Omjay percaya, transportasi publik yang baik adalah fondasi kemajuan bangsa. Ketika masyarakat bisa bepergian dengan nyaman, aman, dan tepat waktu, produktivitas meningkat.
"Guru yang tidak kelelahan di jalan akan mengajar lebih baik. Murid pun mendapat energi positifnya," jelasnya.
Ia bahkan sering membalas pesan dari komunitas guru saat di KRL. Banyak yang mengeluh soal macet. Dengan santai, Omjay memberi solusi sederhana:
"Coba naik KRL. Murah, cepat, dan bisa sambil berkarya."
4. Pesan Omjay: Murah, Cepat, dan Pelayanan Prima
Di tengah refleksinya, Omjay menegaskan satu hal penting. Naik KRL bukan hanya soal berpindah tempat, tapi juga soal pilihan cerdas.
"Naik KRL itu enak," katanya tegas. "Harganya murah, waktunya jelas, dan pelayanannya sekarang sudah sangat prima."
Ia membandingkan dengan perjalanan menggunakan kendaraan pribadi yang sering terjebak macet berjam-jam. Dengan KRL, waktu tempuh lebih pasti. Tidak perlu stres menghadapi kemacetan atau biaya bahan bakar yang terus naik.
"Kita bisa sampai tujuan lebih cepat, lebih hemat, dan lebih tenang," lanjutnya.
Menurut Omjay, pelayanan dari KAI Commuter patut diapresiasi. Perbaikan yang dilakukan bukan sekadar kosmetik, tetapi menyentuh kebutuhan dasar penumpang.
"Ini bukti bahwa pelayanan publik di Indonesia bisa maju. Tinggal kita jaga bersama."
5. PR Bersama: Menjaga yang Sudah Baik
Meski banyak kemajuan, Omjay tidak menutup mata bahwa masih ada tantangan. Jam sibuk tetap padat. Masih ada penumpang yang kurang disiplin.
Namun ia tidak ingin hanya mengkritik. Omjay mengajak semua pihak untuk ikut menjaga.
"KRL ini milik kita bersama. Jangan rusak dengan sikap tidak peduli," pesannya.
Omjay mengingatkan hal-hal sederhana: tidak membuang sampah sembarangan, tidak dorong-dorongan, dan saling menghormati.
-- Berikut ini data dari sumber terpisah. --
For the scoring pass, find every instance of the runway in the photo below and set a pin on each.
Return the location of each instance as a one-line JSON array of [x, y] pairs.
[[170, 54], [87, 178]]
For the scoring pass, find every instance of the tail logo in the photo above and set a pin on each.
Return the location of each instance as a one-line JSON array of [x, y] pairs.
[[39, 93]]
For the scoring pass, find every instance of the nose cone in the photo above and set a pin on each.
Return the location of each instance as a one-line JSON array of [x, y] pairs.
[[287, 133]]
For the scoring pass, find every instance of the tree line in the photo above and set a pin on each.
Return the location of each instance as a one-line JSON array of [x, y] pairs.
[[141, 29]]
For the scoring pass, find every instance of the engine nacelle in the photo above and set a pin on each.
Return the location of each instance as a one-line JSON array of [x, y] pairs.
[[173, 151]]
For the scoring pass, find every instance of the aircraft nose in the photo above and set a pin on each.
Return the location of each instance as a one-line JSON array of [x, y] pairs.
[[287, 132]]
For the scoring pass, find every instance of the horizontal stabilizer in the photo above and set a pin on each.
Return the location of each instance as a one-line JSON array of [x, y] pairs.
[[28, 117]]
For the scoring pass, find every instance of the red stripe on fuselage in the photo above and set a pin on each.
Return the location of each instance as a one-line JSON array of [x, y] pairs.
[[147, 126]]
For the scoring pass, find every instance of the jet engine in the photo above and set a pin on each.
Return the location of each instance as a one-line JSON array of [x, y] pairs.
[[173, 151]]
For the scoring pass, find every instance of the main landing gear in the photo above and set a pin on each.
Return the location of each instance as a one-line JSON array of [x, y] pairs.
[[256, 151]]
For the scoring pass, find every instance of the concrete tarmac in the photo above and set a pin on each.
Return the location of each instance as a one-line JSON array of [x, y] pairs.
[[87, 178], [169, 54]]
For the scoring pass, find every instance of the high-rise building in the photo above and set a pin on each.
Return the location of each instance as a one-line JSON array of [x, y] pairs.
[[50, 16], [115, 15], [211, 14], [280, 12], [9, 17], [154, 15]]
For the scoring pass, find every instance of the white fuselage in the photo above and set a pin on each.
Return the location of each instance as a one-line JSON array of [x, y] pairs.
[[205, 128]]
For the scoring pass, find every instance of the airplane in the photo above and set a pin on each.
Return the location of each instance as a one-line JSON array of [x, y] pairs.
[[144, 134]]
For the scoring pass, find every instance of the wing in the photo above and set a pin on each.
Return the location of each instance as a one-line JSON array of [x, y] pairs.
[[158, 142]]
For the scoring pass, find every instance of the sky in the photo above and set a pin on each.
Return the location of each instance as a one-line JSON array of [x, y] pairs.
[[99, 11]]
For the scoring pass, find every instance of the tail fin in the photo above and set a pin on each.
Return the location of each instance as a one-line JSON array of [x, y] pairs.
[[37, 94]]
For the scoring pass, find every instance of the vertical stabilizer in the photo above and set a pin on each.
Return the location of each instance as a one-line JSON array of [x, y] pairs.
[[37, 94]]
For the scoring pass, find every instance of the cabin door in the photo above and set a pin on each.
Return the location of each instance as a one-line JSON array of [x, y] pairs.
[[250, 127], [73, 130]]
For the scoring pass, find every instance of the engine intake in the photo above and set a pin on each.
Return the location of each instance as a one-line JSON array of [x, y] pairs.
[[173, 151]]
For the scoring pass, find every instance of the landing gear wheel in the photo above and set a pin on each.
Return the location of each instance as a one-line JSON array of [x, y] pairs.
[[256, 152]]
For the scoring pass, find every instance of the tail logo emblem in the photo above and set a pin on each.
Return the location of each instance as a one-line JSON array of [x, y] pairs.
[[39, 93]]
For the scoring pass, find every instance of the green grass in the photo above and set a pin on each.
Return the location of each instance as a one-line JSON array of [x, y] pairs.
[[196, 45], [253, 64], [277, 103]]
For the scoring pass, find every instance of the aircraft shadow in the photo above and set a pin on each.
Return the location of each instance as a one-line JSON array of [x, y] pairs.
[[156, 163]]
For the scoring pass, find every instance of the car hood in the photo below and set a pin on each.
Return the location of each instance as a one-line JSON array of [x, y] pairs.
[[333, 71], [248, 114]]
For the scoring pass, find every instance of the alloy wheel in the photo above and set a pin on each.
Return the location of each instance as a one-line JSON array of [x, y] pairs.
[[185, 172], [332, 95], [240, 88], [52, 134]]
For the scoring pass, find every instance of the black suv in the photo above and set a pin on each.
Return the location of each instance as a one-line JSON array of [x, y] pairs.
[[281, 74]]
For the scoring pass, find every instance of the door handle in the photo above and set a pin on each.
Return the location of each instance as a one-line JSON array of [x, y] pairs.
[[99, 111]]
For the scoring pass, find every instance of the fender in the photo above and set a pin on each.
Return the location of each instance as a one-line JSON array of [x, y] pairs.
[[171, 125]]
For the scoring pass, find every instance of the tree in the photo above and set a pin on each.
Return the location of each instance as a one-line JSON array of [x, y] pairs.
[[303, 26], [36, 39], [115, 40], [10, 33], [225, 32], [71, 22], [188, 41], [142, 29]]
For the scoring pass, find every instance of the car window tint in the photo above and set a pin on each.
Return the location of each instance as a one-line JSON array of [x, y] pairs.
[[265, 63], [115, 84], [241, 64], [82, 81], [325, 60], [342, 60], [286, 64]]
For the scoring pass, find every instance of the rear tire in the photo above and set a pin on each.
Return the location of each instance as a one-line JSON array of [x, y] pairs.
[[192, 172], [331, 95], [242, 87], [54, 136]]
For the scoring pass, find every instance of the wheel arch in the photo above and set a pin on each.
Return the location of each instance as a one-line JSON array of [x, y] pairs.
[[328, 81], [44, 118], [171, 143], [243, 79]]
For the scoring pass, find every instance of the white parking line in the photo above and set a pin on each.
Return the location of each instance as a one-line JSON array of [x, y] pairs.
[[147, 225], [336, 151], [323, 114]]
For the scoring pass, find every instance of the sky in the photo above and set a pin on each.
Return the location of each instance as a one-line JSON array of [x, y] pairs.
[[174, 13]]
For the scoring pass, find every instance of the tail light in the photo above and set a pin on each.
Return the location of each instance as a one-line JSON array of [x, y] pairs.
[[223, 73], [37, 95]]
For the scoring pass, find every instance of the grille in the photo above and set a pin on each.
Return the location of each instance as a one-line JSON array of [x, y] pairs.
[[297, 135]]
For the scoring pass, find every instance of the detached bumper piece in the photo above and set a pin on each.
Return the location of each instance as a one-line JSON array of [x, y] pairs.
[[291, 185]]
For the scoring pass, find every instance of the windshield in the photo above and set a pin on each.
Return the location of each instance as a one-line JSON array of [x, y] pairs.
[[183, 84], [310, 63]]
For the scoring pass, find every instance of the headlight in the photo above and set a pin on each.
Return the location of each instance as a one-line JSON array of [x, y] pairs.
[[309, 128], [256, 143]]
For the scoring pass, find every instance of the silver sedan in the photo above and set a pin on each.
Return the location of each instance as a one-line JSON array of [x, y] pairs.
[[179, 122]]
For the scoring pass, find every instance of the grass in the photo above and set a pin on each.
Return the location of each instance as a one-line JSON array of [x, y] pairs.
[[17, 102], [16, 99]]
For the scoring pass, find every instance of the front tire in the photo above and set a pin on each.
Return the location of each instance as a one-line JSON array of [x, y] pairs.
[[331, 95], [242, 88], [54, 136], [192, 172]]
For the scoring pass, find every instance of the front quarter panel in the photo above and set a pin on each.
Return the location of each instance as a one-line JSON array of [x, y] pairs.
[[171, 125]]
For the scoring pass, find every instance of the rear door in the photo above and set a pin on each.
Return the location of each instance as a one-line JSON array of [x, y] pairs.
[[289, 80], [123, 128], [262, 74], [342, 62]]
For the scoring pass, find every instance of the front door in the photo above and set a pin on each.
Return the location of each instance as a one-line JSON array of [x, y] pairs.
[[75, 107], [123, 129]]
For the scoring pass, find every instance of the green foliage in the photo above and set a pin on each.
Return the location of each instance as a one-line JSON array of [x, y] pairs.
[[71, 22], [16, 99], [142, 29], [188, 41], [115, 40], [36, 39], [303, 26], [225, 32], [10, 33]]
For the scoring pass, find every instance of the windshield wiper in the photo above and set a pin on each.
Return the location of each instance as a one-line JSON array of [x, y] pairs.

"Kalau kita ingin Indonesia maju, mulailah dari kebiasaan kecil di tempat umum seperti KRL."
Penutup: Bangga Naik KRL
Kereta akhirnya tiba di Stasiun Bogor. Omjay turun dengan langkah ringan. Di pundaknya, ransel penuh buku. Di hatinya, penuh rasa syukur.
"Dulu naik KRL karena terpaksa," katanya. "Sekarang naik KRL karena bangga."
Perjalanan hari itu bukan sekadar perjalanan fisik, tetapi perjalanan batin. Dari gerbong kereta, Omjay melihat harapan. Bahwa Indonesia bisa berubah, jika ada kemauan dan kerja nyata.
KRL hari ini bukan lagi sekadar transportasi. Ia adalah simbol kemajuan, cermin peradaban, dan ruang belajar tanpa batas.
Dan dari sana, Omjay mengajarkan kita satu hal sederhana namun bermakna:
Indonesia maju dimulai dari pelayanan publik yang baik, dan masyarakat yang mau menjaganya bersama.